A Wake-Up Call
Once you become a parent, you never stop worrying about your child. It goes along with the job. Accept this fact; it's never going to change. But you can make it easier. You will keep your family safer!
Surprising? No! Acceptable? No! Actionable, Yes!
We live in unprecedented times. There are lots of good things happening.
Unfortunately, our world also has much to make us fearful and even more that's downright dangerous. Can we really make a difference? You bet we can!
If you're a baby boomer, now might be a great time for a Family Communications Tune-Up.
If you never communicated as well as you wished, that's fine too, call it an overhaul!
We get so caught up in the daily grind of living that sometimes we overlook small but vital things.
Baby boomers have the benefit of having lived a little longer and the maturity to take a step back and reevaluate.
Have we become so engrossed in the daily grind of working, taking care of children grand-kids or parents that we've overlooked the one important characteristic we all share in common?

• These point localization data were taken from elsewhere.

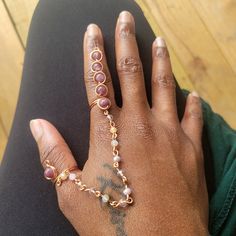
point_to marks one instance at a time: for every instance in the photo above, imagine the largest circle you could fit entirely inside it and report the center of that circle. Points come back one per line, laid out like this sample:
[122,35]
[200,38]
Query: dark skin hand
[161,157]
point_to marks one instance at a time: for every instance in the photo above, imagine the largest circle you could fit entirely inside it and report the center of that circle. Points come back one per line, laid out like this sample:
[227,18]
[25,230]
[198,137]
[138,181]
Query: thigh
[53,88]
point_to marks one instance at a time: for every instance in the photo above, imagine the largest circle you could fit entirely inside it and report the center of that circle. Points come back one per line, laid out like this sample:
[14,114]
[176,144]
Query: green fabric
[222,205]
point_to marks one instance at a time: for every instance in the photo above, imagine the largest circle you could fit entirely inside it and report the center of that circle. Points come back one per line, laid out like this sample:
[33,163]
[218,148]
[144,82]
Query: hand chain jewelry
[104,104]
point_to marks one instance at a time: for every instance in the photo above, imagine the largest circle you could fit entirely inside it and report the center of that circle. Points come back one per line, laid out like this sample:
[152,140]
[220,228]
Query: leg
[53,88]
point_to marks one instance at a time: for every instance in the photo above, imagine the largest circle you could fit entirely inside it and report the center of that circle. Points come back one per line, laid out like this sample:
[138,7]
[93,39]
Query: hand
[161,157]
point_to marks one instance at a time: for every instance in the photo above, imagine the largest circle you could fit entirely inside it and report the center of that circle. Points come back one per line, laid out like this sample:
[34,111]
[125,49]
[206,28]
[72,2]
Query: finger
[52,146]
[163,84]
[192,121]
[128,63]
[96,73]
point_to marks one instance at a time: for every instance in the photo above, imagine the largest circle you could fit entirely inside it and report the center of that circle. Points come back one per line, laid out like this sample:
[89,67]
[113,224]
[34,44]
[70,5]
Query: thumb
[52,147]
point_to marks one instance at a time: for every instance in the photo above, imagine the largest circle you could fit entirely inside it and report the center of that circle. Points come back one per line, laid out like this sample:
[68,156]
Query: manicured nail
[92,30]
[125,16]
[195,94]
[160,42]
[36,129]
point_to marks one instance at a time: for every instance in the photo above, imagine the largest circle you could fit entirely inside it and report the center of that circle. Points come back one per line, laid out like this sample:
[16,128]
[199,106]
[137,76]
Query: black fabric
[52,88]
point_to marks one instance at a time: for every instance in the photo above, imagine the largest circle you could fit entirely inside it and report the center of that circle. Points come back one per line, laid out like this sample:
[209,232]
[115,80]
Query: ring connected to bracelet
[51,173]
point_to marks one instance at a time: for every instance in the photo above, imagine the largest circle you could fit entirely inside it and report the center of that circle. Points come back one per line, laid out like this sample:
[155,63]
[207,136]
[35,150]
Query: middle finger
[128,62]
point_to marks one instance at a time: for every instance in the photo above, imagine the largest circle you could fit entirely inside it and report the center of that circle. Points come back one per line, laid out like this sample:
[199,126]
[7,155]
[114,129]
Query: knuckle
[56,154]
[129,65]
[143,128]
[161,53]
[92,42]
[164,80]
[100,132]
[195,114]
[126,30]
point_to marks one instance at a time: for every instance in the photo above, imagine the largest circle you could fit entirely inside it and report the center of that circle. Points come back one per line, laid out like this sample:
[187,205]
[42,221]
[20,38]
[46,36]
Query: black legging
[53,88]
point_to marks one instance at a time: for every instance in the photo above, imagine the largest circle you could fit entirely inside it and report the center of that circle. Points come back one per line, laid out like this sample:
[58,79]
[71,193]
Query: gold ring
[94,103]
[64,175]
[51,173]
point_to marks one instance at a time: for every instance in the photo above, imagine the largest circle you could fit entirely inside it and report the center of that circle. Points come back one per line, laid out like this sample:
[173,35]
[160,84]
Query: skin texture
[161,157]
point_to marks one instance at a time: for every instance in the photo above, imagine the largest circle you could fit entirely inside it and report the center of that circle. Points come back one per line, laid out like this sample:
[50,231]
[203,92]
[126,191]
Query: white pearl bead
[72,176]
[116,158]
[109,117]
[120,172]
[127,191]
[123,204]
[114,143]
[105,198]
[92,190]
[63,176]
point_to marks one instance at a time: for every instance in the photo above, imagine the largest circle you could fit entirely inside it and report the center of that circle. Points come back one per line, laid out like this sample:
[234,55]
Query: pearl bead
[109,117]
[63,176]
[72,176]
[92,190]
[127,191]
[123,204]
[113,130]
[105,198]
[116,158]
[114,143]
[120,172]
[49,173]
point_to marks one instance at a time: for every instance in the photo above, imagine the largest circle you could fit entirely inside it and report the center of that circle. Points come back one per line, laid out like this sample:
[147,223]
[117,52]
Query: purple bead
[96,66]
[96,56]
[104,103]
[49,173]
[101,90]
[100,77]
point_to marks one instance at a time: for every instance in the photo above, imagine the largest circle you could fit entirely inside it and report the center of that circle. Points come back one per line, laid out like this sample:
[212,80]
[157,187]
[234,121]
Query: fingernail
[195,94]
[160,42]
[125,16]
[92,29]
[36,129]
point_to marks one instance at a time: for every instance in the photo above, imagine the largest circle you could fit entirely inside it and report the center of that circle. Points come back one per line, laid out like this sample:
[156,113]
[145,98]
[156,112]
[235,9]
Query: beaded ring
[104,104]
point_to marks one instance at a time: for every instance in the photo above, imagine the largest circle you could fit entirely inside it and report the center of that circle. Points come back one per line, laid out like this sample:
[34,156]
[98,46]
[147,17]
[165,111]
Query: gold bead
[113,130]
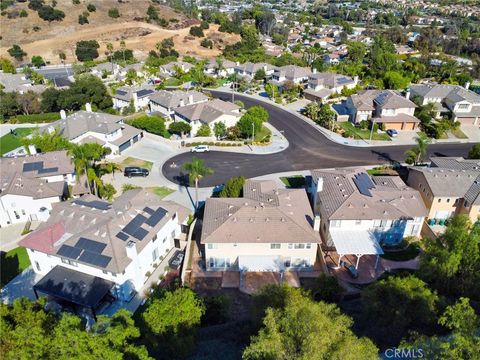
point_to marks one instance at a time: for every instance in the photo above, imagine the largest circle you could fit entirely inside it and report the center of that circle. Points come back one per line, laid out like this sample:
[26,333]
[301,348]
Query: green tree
[297,331]
[172,321]
[204,130]
[37,61]
[196,171]
[474,152]
[233,188]
[219,129]
[17,52]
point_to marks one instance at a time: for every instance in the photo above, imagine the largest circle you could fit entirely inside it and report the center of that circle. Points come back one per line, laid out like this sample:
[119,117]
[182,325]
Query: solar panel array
[364,184]
[87,251]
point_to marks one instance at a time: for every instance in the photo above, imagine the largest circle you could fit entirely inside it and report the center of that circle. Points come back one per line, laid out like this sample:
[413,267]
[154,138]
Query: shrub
[114,13]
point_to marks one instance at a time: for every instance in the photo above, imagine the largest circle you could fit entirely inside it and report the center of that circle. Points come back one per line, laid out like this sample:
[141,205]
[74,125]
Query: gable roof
[264,215]
[342,198]
[113,227]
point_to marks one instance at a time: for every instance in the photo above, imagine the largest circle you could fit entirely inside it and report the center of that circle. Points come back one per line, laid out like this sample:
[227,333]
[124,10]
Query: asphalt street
[309,149]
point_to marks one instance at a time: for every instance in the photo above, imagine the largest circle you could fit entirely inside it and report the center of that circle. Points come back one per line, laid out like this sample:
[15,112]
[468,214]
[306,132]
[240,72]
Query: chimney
[316,223]
[320,185]
[32,149]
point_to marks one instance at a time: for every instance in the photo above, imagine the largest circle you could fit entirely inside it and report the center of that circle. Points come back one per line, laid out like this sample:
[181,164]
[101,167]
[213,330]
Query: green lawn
[10,142]
[161,191]
[360,134]
[13,263]
[136,162]
[459,134]
[294,182]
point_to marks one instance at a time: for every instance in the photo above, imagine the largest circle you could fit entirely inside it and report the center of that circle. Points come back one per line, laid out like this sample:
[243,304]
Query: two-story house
[448,191]
[102,128]
[358,212]
[268,229]
[121,242]
[139,96]
[321,85]
[385,107]
[208,113]
[165,102]
[463,104]
[31,184]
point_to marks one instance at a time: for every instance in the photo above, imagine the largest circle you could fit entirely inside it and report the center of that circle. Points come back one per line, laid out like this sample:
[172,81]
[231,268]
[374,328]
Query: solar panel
[34,166]
[148,210]
[156,217]
[140,234]
[122,236]
[47,170]
[364,184]
[69,251]
[90,245]
[95,259]
[134,224]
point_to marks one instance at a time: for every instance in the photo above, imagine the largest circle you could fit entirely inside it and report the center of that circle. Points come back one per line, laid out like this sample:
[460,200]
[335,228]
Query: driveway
[308,149]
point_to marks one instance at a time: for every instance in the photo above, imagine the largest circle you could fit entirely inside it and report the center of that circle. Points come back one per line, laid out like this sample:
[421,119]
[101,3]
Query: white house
[209,113]
[269,229]
[121,242]
[31,184]
[358,212]
[102,128]
[140,96]
[165,102]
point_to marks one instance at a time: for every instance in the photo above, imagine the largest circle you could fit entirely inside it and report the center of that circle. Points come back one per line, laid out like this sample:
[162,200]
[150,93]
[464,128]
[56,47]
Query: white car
[201,148]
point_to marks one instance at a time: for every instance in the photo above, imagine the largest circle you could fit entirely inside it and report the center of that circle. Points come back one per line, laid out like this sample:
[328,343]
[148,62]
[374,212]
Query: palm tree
[196,170]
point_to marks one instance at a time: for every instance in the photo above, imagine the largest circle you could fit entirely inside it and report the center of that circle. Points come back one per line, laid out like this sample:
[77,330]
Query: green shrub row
[35,118]
[212,144]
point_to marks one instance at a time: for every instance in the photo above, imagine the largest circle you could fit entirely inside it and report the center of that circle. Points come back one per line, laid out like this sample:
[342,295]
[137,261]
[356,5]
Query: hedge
[34,118]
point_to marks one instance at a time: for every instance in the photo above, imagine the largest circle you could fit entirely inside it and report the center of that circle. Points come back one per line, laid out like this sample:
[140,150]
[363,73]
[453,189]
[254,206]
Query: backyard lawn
[360,134]
[13,263]
[136,162]
[10,141]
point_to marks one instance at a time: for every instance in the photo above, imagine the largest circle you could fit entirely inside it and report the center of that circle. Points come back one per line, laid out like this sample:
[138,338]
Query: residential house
[293,73]
[385,107]
[269,229]
[101,128]
[31,184]
[249,69]
[448,192]
[358,212]
[139,96]
[463,104]
[226,68]
[170,69]
[165,102]
[209,113]
[321,85]
[121,242]
[18,83]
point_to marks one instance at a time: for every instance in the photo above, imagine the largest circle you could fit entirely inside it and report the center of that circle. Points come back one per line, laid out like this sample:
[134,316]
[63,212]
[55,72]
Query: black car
[135,171]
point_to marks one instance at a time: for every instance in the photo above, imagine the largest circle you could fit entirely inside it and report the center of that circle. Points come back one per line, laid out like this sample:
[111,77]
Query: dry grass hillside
[53,37]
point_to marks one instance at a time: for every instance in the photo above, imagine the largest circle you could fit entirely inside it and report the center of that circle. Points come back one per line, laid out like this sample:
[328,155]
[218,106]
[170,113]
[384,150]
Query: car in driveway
[392,132]
[135,171]
[200,148]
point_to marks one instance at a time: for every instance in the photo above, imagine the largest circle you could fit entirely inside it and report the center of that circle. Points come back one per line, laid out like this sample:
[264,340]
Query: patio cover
[73,286]
[355,242]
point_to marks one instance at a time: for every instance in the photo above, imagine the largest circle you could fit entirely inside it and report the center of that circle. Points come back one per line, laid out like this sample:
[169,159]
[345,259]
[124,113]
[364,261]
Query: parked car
[135,171]
[392,132]
[201,148]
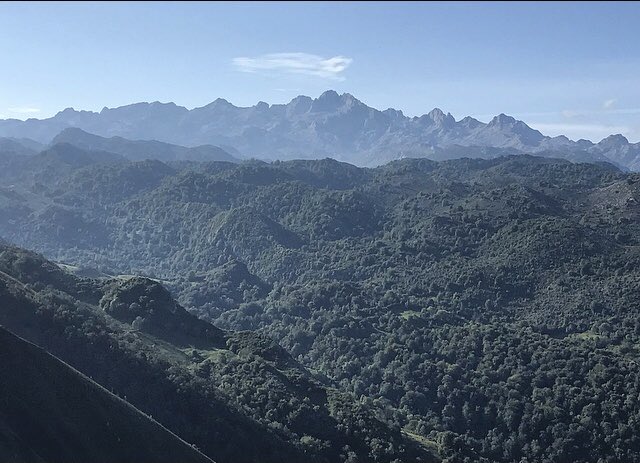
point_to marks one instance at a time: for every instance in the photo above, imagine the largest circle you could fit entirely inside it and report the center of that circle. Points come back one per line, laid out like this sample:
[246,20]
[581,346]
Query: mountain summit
[333,125]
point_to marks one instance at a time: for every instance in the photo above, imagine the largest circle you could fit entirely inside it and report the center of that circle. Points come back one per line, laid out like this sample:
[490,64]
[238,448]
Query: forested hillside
[487,308]
[52,413]
[237,396]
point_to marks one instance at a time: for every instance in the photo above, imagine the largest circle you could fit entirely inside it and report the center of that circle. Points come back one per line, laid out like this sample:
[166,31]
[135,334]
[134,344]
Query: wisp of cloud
[296,63]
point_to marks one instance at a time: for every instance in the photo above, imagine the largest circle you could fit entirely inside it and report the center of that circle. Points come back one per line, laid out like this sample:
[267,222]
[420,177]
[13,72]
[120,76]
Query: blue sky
[571,68]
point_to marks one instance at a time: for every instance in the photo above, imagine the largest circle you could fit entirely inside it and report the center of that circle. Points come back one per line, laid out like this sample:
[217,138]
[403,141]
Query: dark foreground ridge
[51,412]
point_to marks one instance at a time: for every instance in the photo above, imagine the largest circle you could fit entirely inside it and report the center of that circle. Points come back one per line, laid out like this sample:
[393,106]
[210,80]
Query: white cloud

We're family.
If we were great communicators in the past, that's wonderful, if we were a bit remiss, it's never too late. However communicating is organic. It doesn't just cease at a given age or point in time.
Communication is perhaps the least expensive, most effective tool we possess to ensure the emotional and physical well being of those we love most.
Sometimes, we have to hear or read about a travesty to remind us just how important our family is. A negative event can be a catalyst for positive change!
If you shuddered when you read about the alleged abuses, you are halfway home. You're aware. Now mobilize that new-found consciousness into affirmative action.
Many older Boomers grew up in an age where authority was taken for granted. Schools were safe havens. While we attended, our parents were relatively worry-free and could get on with their daily activities. They rarely questioned authority. The church was sacrosanct. Hindsight informs us. Action empowers us!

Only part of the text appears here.